Intendiamoci, noi dobbiamo essere contenti della gara del Napoli, perchè si è battuto con grinta e forza di volontà da calcio di altri tempi cntro un avversario nettamente superiore. Ma può bastarci, questo? E soprattutto vale la pena di risparmiare i nostri giocatori migliori in campionato per una competizione nella quale non possiamo recitare che un ruolo da comparse? Con quali energie andremo a Torino, a giocare contro la principale candidata per lo scudetto? Tutte domande che andrebbero poste all'empio cazzaro, per il quale il mio odio è ormai incommensurabile e tale che solo la morte violenta e dolorosa di quell'imbonitore impomatato da quattro soldi potrebbe darmi pace.

Ma bando all'emotività, cerchiamo di ragionare. Lasciando il pub in cui ho visto la partita con alcuni amici, ho sentito un'atmosfera positiva, quasi di soddisfazione. Questo mi preoccupa. Si tratta di un discorso che va anche al di là del calcio, di quel complesso di inferiorità inconsciamente presente in ogni napoletano, che lo porta ad accontentarsi di poco. Che lo porta ad aspettarsi poco. Non ci prendiamo in giro, non facciamoci ingannare da quell'unico gol di scarto: ieri il Napoli ha dato il 120% solo per perdere con dignità. Ha trovato due gol su palla inattiva (il secondo dei quali una prodezza forse irripetibile da parte dell'autore), perchè su azione manovrata non ha creato praticamente niente. Ha dimostrato un eccellente valore atletico e agonistico, ma anche dei chiarissimi limiti tecnici e tattici, legati alla mancanza di alternative. Tanto per dirne una, se avessimo avuto in panchina un giocatore in grado di sostituire il mediocre Cavani visto nelle ultime partite, il mister l'avrebbe probabilmente schierato. Cosa possiamo rimproverare ai nostri ragazzi? Assolutamente niente. Parafrasando Luca Cupiello, ce la dobbiamo pigliare con Don Aurelio: il nemico della casa, il nemico dei figli, il nemico mio!!!

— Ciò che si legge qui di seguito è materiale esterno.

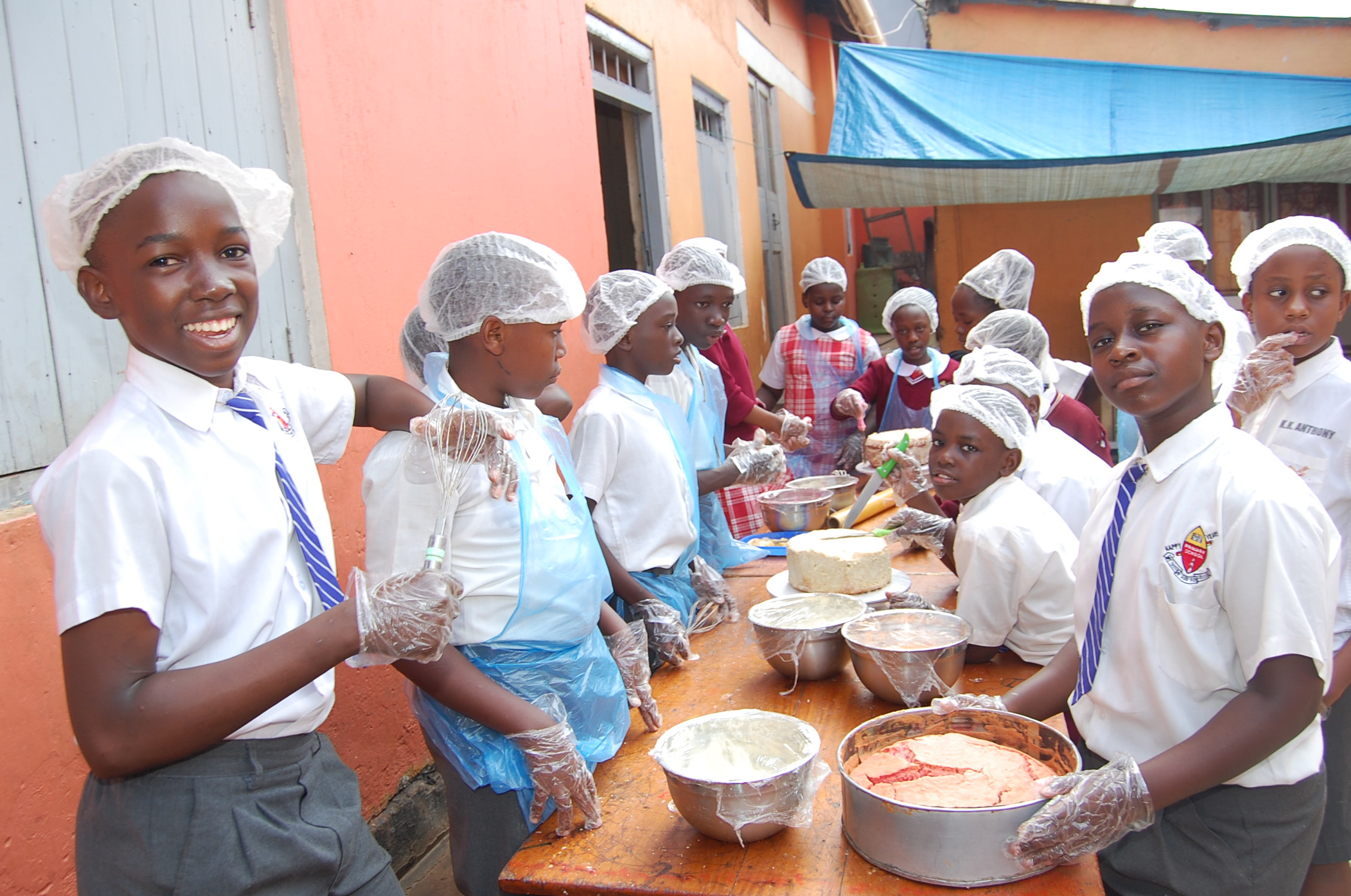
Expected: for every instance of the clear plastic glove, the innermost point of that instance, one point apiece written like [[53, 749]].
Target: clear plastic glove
[[665, 631], [1265, 371], [758, 462], [908, 477], [630, 652], [1089, 811], [405, 617], [945, 706], [795, 433], [465, 435], [926, 530], [850, 403], [558, 771]]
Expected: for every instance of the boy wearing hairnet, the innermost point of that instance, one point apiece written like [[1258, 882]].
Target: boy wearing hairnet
[[1023, 333], [1295, 396], [540, 683], [1204, 597], [899, 387], [812, 360], [1012, 552], [196, 595], [1065, 473]]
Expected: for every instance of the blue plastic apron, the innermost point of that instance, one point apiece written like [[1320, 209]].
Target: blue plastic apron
[[898, 414], [707, 417], [673, 589], [552, 642], [829, 382]]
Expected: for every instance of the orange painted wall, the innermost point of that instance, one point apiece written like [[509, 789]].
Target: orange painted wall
[[1068, 241]]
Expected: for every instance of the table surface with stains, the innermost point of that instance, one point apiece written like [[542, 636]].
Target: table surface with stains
[[645, 846]]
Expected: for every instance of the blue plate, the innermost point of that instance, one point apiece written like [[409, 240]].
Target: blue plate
[[773, 552]]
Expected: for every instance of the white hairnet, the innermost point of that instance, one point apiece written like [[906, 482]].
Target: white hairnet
[[689, 265], [1299, 230], [614, 303], [1176, 238], [1017, 331], [498, 275], [415, 344], [76, 207], [1000, 367], [825, 270], [922, 299], [1005, 279], [996, 408]]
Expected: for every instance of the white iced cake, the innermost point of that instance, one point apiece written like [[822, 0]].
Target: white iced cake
[[831, 561], [874, 449]]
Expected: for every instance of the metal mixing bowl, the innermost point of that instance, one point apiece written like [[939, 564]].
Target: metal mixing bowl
[[789, 510], [800, 634], [874, 641], [690, 753], [954, 847], [841, 488]]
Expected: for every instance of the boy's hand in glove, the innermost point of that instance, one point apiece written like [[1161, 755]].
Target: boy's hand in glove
[[665, 631], [1265, 371], [558, 771], [630, 652], [1089, 811]]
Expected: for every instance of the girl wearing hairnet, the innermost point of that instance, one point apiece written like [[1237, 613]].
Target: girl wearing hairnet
[[812, 360]]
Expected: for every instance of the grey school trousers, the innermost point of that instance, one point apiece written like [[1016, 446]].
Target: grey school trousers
[[275, 817]]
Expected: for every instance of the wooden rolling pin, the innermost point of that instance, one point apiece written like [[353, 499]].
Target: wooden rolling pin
[[882, 502]]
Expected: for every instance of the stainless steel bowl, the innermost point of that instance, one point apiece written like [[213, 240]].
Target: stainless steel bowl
[[954, 847], [840, 487], [892, 670], [800, 634], [795, 510], [710, 780]]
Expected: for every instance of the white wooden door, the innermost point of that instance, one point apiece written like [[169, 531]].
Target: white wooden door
[[86, 77]]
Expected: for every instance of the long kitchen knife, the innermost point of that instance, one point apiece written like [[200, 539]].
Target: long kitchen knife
[[874, 482]]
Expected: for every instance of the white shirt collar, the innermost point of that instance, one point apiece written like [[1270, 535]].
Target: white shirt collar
[[1315, 370], [1186, 444], [178, 393]]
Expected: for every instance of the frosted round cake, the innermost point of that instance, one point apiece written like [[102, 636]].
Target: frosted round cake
[[840, 562]]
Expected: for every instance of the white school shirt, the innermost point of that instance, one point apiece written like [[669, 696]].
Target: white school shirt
[[1186, 629], [626, 462], [773, 372], [1067, 475], [1308, 426], [483, 541], [169, 503], [1014, 565]]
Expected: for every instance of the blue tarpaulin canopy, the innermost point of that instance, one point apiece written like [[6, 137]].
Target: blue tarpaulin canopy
[[932, 128]]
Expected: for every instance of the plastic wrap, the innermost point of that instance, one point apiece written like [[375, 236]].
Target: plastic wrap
[[405, 617], [762, 767]]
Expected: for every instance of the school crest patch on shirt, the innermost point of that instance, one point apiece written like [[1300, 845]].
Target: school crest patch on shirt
[[1185, 559]]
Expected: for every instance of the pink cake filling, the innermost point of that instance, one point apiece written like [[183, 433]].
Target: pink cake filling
[[952, 771]]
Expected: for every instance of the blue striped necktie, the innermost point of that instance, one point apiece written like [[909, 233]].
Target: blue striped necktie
[[1092, 652], [320, 571]]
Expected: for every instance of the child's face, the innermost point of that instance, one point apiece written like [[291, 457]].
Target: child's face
[[1299, 290], [911, 328], [969, 308], [826, 303], [172, 265], [1150, 357], [703, 313], [655, 340], [967, 459]]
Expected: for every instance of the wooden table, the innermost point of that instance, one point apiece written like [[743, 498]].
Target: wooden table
[[645, 846]]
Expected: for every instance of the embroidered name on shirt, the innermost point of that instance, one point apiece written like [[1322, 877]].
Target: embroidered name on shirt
[[1185, 559], [1307, 429]]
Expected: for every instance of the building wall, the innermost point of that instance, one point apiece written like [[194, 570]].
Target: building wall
[[1068, 241]]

Il soldo che manca per fare la lira, per consentire al Napoli di gestire contemporaneamente e con profitto Campionato e Champions, di vincere qualche partita, ogni tanto, senza provocare cardiopatie ai suoi tifosi, lo dave cacciare De Laurentiis. Nel grande calcio il Napoli merita di essere non già un occasionale avventore, ma un ospite fisso. Per fare questo, però, c'è bisogno di grossi investimenti. Se non arriveranno non vinceremo mai niente, e saremo costretti ad accontentarci di perdere più o meno bene. Il gesto atletico di De Sanctis che caccia la palla dalla porta dopo una rincorsa di una cinquantina di metri simboleggia perfettamente il presente della nostra squadra. Entusiasmante, non c'è dubbio, perfino esaltante. Ma nelle grosse squadre i portieri sono abituati ad altri gesti, meno eroici e  più composti: alzare i pugni al cielo per esultare, e poco più. Quando Morgan De Sanctiis si annoierà in porta, il Napoli sarà diventato una grande squadra. Ma per fare questo, ahimè, temo che dovremo aspettare la dipartita del cine-furbacchione dalla presidenza del Napoli o, ancora meglio, dal suo guscio mortale. Nel frattempo, non possiamo fare altro che ripetere l'inutile mantra spend the money.